Ele lê o jornal, sentado í mesa da cozinha, enquanto o namorado prepara o pequeno almoço para os dois.
– E o Sócrates lá aprovou o casamento entre pessoas do mesmo sexo!
– Não tinha outro remédio… até porque o Sócrates é cá dos nossos! – exclama o namorado.
– Lá estás tu a alinhar com essa malta dos boatos! Isso é conversa da oposição!
– Pois, pois! O que ele precisava era que lhe fizessem o que fizeram ao Berlusconi, só que, em vez de levar com o Duomo de Milão, levava com a torre de Belém e o Mosteiro dos Jerónimos na tromba! – azucrinou o namorado.
– Vê lá se mordes a língua e morres envenenado!
– Pronto, pronto!
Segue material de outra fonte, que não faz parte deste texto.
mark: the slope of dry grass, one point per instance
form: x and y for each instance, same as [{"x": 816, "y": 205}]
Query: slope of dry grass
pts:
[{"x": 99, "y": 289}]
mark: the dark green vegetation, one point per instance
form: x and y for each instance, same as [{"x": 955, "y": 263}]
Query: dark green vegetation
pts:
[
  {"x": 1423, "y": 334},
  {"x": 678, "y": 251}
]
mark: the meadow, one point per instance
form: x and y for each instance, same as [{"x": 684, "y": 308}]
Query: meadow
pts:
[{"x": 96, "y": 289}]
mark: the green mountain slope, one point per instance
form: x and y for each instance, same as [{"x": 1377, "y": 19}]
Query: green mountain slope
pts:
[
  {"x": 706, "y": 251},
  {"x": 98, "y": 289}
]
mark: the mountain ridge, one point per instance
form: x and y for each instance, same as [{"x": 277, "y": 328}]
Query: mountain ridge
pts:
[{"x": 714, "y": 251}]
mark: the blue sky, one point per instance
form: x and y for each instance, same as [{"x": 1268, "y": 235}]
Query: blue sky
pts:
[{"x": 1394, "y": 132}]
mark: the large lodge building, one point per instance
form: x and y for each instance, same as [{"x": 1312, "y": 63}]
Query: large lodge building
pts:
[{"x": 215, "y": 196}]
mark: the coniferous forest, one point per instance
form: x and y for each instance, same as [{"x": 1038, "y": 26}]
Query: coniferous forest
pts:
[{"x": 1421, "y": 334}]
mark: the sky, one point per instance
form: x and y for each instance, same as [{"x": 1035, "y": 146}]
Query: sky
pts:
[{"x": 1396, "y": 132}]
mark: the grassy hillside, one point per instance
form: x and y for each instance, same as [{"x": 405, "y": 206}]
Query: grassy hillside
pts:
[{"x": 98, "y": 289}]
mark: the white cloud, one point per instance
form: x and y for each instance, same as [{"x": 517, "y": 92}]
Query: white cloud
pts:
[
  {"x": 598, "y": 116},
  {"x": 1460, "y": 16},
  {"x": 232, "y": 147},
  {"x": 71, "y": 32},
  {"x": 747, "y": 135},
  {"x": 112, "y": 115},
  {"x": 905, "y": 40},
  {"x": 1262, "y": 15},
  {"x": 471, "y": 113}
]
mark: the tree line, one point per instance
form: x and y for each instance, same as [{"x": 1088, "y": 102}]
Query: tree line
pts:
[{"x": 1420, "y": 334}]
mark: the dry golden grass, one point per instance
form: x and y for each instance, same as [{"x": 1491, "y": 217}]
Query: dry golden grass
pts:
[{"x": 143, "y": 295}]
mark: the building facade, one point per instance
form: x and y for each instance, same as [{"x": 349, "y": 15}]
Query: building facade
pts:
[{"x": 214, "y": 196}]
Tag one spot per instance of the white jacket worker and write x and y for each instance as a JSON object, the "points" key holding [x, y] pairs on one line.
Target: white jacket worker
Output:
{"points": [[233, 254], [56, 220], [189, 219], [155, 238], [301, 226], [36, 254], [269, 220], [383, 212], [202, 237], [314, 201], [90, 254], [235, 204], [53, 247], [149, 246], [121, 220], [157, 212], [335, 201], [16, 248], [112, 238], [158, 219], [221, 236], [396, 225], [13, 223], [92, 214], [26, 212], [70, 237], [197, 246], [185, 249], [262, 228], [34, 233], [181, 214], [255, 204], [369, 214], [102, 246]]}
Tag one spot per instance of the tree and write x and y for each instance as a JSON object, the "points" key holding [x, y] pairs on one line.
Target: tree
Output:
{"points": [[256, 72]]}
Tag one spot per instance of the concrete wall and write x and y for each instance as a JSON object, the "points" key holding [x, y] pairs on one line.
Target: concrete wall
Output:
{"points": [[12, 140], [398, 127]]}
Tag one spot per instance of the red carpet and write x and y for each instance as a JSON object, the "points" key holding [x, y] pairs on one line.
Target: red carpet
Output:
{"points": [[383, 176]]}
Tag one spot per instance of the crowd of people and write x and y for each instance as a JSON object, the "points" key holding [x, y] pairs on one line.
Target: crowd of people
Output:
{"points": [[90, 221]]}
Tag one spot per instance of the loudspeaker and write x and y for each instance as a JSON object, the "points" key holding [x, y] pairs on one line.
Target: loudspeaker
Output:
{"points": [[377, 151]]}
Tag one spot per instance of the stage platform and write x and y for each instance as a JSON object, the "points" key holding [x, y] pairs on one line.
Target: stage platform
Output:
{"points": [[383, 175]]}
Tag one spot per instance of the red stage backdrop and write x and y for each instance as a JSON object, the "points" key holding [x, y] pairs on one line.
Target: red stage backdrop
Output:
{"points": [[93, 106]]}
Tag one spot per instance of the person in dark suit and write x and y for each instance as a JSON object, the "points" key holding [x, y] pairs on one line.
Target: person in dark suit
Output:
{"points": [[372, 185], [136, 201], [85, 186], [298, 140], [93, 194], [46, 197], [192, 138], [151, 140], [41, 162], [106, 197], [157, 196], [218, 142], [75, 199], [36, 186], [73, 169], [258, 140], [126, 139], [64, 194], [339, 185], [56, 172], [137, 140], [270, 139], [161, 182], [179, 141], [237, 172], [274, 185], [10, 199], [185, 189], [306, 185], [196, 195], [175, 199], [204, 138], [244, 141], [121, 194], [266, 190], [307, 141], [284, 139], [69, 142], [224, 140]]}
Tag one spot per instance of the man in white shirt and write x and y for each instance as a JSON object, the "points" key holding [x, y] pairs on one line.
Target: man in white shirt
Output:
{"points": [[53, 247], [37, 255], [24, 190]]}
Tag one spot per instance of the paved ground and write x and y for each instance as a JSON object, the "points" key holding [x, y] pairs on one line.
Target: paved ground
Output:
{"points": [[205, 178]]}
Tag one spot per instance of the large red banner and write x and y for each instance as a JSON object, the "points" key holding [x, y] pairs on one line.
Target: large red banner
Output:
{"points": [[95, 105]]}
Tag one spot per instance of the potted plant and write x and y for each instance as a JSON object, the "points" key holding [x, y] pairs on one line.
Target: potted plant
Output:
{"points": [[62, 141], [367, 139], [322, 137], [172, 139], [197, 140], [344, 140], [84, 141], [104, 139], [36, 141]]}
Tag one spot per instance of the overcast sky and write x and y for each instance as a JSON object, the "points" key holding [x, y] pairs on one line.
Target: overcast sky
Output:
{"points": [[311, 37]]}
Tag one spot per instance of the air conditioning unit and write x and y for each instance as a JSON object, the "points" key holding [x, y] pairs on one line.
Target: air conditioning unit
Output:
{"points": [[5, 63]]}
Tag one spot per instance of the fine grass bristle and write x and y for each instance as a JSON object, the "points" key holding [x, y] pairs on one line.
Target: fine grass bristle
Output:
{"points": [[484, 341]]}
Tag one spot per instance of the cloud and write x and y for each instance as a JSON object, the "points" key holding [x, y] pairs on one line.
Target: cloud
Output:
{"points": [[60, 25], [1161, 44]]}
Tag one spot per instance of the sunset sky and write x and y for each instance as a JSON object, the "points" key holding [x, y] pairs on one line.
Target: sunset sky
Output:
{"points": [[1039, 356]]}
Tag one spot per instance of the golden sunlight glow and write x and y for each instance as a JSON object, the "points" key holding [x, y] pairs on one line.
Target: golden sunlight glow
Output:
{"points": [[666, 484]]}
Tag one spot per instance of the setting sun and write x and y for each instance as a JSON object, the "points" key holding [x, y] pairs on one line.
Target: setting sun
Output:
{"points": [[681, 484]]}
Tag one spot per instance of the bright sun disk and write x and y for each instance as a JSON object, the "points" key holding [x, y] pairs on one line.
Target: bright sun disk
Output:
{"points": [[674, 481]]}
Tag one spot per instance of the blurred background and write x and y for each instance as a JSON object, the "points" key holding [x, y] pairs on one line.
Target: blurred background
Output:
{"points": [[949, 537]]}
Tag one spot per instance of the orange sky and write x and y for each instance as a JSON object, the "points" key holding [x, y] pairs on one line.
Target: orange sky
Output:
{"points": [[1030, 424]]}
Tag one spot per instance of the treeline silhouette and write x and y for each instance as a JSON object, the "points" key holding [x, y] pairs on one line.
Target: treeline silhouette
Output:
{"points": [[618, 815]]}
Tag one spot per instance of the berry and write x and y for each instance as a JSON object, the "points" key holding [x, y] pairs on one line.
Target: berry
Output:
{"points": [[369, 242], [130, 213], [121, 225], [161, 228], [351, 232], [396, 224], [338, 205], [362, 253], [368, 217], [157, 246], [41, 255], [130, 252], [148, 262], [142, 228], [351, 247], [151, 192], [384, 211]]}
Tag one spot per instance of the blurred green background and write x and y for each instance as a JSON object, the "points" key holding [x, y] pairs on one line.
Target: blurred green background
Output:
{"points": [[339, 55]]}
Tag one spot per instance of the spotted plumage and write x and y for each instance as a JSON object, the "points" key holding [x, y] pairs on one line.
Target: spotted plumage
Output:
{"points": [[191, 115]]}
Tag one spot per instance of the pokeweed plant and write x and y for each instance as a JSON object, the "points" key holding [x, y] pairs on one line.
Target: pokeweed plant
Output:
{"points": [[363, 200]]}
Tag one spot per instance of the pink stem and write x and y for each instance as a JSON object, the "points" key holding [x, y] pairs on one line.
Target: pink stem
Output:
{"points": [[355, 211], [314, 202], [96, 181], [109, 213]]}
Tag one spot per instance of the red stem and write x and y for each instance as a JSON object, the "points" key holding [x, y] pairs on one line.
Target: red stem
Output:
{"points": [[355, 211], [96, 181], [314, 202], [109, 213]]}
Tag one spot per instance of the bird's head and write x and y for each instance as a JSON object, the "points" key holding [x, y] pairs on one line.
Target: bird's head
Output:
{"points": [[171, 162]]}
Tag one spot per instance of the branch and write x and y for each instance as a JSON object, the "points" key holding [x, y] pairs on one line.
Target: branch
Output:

Não te zangues! Não se pode tocar no Sócratezinho que ele fica logo todo picado!…
Ele continua a folhear o jornal, mas com movimentos mais bruscos. Depois, diz, já com a voz um pouco alterada:
– É que é toda a gente contra o homem! Até o Cavaco, com aquele ar de eucalipto em tempo de seca, sempre a dizer que não interfere, que não se mete na política partidária e, depois, diz que a crise e a dívida externa são mais importantes que o casamento homossexual!
– A culpa é do Sócrates. Ele é que provocou o Cavaco! Quando o PSD voltar a governar é que vais ver a diferença! – grita o namorado, queimando-se na torradeira.
– Está mas é calado! O PSD não se consegue governar a si próprio, quanto mais o país! – vocifera o primeiro, atirando com o jornal para o chão.
– Mas agora, que o Pedro Santana Lopes vai pegar no partido outra vez, a coisa vai ser a sério!
– És mas és um grande parvalhão! O Santana Lopes deixa sempre tudo a meio, até os casamentos!
– Tu não me chamas parvalhão, meu ordinário!
– Ordinário és tu, meu estúpido!
– Olha! Vou mas é para casa da minha mãe!
– Vai, vai viver com essa lésbica que não tem onde cair morta!
O namorado sai, batendo com a porta.